Last Wednesday, Lily-Rose celebrated her crown birthday. I could unfortunately not spend the day with her, her parents and her Nanna because I had work but took a drive out to the farm on Saturday. The great thing about the farm is the wide-open spaces, so visiting with social distancing in place is easy.
They have a few orphaned lambs that are bottle-fed which is always a highlight to me. I can confirm that Ba-Ba Black Sheep is indeed real. And he is a glutton for milk. If I didn’t have a tight grip on the bottle, he would have pulled the teat clean off.
I also got better acquainted with the chickens.
One thing I love about going to the farm is t a drive down to the river. The reflections on the water are always magnicient.

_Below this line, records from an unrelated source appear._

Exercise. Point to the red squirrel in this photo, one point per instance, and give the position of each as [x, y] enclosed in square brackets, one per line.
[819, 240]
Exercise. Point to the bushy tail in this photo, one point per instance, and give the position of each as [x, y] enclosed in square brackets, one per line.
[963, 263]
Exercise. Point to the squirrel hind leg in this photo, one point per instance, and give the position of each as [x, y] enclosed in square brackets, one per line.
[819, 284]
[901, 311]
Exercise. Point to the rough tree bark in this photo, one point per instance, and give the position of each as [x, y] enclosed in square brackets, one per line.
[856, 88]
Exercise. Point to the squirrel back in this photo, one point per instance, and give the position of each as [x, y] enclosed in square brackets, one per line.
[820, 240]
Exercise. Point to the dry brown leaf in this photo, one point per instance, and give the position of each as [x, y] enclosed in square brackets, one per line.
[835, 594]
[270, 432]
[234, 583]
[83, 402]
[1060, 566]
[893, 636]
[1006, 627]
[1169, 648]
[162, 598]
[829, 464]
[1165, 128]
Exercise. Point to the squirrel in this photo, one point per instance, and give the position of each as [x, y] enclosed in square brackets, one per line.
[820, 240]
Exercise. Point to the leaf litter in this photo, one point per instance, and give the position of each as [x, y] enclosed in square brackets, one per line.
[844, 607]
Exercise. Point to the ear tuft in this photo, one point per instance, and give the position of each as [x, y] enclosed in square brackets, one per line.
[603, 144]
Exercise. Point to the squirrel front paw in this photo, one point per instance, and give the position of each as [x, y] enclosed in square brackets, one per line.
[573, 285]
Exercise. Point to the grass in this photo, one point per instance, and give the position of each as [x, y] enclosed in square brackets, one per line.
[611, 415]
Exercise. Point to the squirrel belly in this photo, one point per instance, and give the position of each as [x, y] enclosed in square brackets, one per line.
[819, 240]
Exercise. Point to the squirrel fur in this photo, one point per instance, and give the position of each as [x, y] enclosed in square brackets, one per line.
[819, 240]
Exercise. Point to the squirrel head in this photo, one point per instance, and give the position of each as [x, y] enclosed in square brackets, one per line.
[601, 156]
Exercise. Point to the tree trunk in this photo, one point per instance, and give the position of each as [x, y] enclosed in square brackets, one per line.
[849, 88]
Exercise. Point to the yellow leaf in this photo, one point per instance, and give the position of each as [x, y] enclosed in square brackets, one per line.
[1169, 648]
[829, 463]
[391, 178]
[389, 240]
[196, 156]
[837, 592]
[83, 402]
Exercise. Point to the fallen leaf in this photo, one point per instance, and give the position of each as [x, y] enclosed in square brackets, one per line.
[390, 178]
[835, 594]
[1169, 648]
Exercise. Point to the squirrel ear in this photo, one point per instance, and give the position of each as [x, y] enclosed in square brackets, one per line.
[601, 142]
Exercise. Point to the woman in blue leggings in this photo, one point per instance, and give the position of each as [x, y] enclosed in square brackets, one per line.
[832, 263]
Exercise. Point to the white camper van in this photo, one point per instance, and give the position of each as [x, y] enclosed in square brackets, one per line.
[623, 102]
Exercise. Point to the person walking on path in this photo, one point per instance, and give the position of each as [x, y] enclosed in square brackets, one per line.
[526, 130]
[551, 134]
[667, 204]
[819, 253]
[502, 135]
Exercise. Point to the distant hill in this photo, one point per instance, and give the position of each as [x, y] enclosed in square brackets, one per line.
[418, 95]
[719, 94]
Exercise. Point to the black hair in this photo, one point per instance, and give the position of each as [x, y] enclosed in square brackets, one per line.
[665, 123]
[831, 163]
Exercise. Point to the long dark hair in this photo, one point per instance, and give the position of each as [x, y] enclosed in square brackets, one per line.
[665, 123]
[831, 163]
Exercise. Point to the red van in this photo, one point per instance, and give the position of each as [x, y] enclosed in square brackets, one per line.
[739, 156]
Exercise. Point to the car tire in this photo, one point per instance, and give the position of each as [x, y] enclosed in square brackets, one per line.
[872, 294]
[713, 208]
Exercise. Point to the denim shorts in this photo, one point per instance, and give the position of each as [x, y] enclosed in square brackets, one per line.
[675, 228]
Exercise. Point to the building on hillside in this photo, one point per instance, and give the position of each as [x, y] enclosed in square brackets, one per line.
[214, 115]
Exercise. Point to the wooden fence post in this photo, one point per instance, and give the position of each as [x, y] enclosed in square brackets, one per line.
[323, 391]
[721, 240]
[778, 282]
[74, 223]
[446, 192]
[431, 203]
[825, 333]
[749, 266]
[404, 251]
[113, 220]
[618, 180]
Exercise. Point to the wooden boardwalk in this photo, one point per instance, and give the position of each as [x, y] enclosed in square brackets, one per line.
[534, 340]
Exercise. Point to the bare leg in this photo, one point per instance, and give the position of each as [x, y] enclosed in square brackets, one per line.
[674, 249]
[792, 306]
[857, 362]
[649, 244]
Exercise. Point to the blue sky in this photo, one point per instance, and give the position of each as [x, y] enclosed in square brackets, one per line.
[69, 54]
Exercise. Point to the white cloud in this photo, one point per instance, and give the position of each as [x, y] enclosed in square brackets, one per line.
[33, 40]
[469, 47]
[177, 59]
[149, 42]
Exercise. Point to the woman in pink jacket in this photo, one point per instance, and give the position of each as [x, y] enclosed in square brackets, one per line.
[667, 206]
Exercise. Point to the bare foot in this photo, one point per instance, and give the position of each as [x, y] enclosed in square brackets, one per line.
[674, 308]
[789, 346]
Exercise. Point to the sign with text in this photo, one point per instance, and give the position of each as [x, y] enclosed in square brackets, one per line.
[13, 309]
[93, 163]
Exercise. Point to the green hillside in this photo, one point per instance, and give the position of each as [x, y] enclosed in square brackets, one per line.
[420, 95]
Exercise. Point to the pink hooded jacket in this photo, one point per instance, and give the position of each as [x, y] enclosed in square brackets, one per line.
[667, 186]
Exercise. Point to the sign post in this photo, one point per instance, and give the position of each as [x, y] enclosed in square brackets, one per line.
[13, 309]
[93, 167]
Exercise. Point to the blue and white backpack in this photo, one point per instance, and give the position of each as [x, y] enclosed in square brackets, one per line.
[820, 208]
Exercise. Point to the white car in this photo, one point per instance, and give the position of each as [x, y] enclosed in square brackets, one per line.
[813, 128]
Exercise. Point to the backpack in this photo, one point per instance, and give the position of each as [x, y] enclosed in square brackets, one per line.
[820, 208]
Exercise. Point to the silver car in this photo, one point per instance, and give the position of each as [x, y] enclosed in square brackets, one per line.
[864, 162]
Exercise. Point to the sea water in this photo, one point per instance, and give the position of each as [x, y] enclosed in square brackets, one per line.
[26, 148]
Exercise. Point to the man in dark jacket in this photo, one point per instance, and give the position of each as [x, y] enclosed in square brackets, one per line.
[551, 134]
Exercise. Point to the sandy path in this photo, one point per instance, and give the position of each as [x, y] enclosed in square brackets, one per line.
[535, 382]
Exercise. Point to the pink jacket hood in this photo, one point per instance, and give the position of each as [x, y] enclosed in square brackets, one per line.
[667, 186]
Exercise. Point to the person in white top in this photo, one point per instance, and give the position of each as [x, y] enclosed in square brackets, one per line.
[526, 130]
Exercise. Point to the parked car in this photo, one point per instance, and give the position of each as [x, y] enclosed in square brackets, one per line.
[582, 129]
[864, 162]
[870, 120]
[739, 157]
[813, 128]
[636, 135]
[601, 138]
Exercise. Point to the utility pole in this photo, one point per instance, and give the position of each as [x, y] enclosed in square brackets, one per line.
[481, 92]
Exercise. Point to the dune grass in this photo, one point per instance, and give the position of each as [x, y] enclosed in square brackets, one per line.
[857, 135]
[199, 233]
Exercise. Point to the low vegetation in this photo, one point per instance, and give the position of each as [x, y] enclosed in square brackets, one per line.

Rachel the Rocket continues to grow, giving me hope that I might be able to cultivate other edible indoor plants after all. I don’t have the right set-up at The Cave to grow plants outside, and with the way the wind has been destroying things of late, even if I could, I wouldn’t.
Tonight, a ridiculous wind storm is expected, bringing with it a cold front and freezing temperatures. I fortunately still have some Cape Ruby Port left from last year, and The Bean gave me a pair of warm slippers to wear, on the proviso that I buy her another pair that simply slips on.
The one thing I do enjoy about the winter is the sunsets (I just hate that the sun is down by 17:30 already).
Work continues at a reasonable pace. The lockdown has changed many things and there is a ripple effect as a result. It can be extremely frustrating at times, but I’m still fortunate to have a job, and even more so, to still be able to work remotely. On cold days, I’m extra grateful because I can work while sitting under a blanket, with an unlimited supply of coffee.